I have been doing MD simulations for some time, but I am new to granular
simulations, and I am looking for help regarding the choice of the timestep in
simulations of granular gases.

I have the feeling that it should be significantly lower than the collision
time between the particules; I found somewhere that the latter can be
estimated as:

tau ~ (m^2/(R E^2 V))^(1/5) ~ R/V^(1/5)*(rho/E)^(2/5)

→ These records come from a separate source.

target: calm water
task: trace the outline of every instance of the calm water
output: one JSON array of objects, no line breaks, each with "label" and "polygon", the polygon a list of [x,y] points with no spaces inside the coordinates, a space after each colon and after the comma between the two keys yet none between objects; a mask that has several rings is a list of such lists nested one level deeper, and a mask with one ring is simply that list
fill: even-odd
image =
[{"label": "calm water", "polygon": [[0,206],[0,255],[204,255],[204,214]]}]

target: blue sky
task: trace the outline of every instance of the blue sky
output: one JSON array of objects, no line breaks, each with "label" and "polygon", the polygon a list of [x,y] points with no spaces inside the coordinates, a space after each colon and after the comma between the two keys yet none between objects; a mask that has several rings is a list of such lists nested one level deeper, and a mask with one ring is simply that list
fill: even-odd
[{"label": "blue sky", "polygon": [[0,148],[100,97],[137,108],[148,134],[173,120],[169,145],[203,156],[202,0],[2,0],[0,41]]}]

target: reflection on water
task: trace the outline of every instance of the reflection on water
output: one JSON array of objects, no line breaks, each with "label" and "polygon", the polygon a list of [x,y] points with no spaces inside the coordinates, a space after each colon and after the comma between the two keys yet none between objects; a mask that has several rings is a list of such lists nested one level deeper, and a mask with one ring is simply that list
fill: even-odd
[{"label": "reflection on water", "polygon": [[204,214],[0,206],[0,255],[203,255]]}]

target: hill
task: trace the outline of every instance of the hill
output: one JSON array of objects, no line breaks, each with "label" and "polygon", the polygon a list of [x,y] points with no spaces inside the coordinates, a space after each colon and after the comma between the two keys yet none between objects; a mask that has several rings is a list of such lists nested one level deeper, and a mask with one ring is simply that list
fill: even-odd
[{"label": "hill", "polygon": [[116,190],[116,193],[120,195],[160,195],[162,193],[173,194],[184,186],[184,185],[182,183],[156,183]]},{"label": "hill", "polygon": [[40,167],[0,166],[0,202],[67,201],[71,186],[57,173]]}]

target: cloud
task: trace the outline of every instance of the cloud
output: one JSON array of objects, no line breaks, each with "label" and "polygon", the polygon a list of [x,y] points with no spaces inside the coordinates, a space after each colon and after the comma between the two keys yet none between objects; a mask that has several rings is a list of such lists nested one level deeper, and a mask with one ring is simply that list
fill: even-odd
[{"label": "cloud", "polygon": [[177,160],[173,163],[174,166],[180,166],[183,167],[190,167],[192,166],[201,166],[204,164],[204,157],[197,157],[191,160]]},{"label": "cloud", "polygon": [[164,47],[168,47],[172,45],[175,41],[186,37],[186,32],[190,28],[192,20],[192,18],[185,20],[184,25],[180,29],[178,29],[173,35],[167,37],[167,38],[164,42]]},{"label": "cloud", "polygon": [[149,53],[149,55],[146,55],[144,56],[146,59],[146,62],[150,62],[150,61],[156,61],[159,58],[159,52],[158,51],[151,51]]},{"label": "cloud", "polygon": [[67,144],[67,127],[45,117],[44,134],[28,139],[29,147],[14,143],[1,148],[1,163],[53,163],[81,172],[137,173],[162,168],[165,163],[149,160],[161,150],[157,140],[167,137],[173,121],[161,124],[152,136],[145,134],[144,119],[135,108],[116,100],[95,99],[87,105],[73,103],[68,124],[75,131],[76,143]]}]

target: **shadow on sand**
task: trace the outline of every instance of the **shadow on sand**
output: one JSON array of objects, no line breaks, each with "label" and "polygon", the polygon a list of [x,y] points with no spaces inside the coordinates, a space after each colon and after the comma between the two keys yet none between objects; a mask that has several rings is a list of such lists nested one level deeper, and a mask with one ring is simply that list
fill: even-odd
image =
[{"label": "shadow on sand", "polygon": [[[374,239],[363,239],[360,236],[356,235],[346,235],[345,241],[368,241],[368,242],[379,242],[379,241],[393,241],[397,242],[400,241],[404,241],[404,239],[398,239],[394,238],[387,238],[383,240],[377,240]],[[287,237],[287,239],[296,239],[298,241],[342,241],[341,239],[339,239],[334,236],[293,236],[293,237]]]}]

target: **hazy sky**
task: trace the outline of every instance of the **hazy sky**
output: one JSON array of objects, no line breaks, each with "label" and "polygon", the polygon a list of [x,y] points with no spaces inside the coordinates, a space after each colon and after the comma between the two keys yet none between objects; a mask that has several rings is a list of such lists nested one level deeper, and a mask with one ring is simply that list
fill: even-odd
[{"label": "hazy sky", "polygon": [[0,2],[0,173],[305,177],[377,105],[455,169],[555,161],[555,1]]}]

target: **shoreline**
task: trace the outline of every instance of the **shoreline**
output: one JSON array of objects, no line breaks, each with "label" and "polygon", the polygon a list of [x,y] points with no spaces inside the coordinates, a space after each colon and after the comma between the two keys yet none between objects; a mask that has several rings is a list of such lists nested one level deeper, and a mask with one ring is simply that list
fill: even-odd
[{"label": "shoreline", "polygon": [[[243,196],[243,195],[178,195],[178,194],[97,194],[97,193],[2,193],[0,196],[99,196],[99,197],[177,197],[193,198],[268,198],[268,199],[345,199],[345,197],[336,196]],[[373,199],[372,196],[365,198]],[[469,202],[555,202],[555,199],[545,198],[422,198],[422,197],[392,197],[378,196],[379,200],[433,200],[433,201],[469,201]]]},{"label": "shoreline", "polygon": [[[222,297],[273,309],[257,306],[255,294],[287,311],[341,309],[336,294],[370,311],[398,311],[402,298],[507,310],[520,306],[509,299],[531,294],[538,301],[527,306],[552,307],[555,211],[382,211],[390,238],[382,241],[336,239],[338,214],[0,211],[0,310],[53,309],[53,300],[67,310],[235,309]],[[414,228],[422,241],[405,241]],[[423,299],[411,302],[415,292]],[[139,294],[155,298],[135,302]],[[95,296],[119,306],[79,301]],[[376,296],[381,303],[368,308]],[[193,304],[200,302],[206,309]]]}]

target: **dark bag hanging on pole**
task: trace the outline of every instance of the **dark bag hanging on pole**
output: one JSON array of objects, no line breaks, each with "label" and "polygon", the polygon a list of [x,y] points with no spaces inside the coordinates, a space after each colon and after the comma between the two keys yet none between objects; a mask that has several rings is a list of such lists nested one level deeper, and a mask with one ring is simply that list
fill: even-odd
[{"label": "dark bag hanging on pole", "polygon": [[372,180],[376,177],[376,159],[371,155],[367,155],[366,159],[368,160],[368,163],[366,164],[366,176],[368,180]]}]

where m is the effective mass, R the effective radius, E the effective Young's
modulus, and V the relative velocity of the particules. The collision time can
therefore be computed given the grains size, material and the temperature of
the gas (T = <V>^2/3).

With my student, we chose to work in SI units, in order to compare our results
more directly with the experiments. But using realistic values for a gas of
silica particles with 1mm diameter and maximum velocity around 1m/s, we get an
extremely small timestep.

The trick would be to reduce significantly the elastic constants Kn and Kt of
the particules but then we would lose the one to one correspondance with
experiments...

Do you have some experience/advice on this subject? I would be interested to
know how the timestep is usually chosen. In fact I'm also looking for advices
on the choice of the pair/style gran parameters. Are they usually chosen so as
to reproduce some experimental systems?

Thank you,
Best regards,

Laurent Joly

Most people do granular simulations in reduced (LJ) units,
which can always be mapped to SI (or any other units) after
the fact. You certainly need a timestep smaller than the
collision time (time the 2 particles are in contact), b/c
you have to integrate thru the collision time accurately to
get a valid collision and push-off. If your
particles are very hard, then that time is very short, and you
are stuck with a small timestep. In the LJ world people play
various games with softening the potentials to expand the
timestep. I would read some of the papers on the LAMMPS
pub site with G Grest as an author, for granular systems. They
will discuss a canoncial granular LJ model, and you can convert
the values to SI to see if you agree with them. You might also
ask yourself, what will change in my model if the particles are
somewhat softer? Perhaps nothing significant.

Steve

Hi Laurent,
Typically the time step selected in the MD simulations are taken as 1/50th of the binary collision time. So dt= t_col/50, and t_col is indeed the function of normal stiffness (k_n), effective mass(m) and damping coefficient(\gamma_n). Selecting a typical value for normal stiffness is little tricky, if you increase the k_n (normal stiffness) your required time step would be very less but you will close to realistic values of particle stiffness. Generally we use a value of kn of O(10^5), which one believes captures the general behavior of intermediate to high kn systems. In practice we would like to restrict the initial overlap between the particles less than 5%, to make sure that particles are not too softened.

I would recommend you to read the following two papers which gives the basic idea about doing DEM simulations of granular particles,

Silbert et al., “Granular flow down an inclined plane: Bagnold scaling and rheology”, Physical Review E, Volume 64, 051302.
Campbell C.S., “Granular shear flows at the elastic limit”, J. Fluid Mech., vol. 465, pp. 261-291.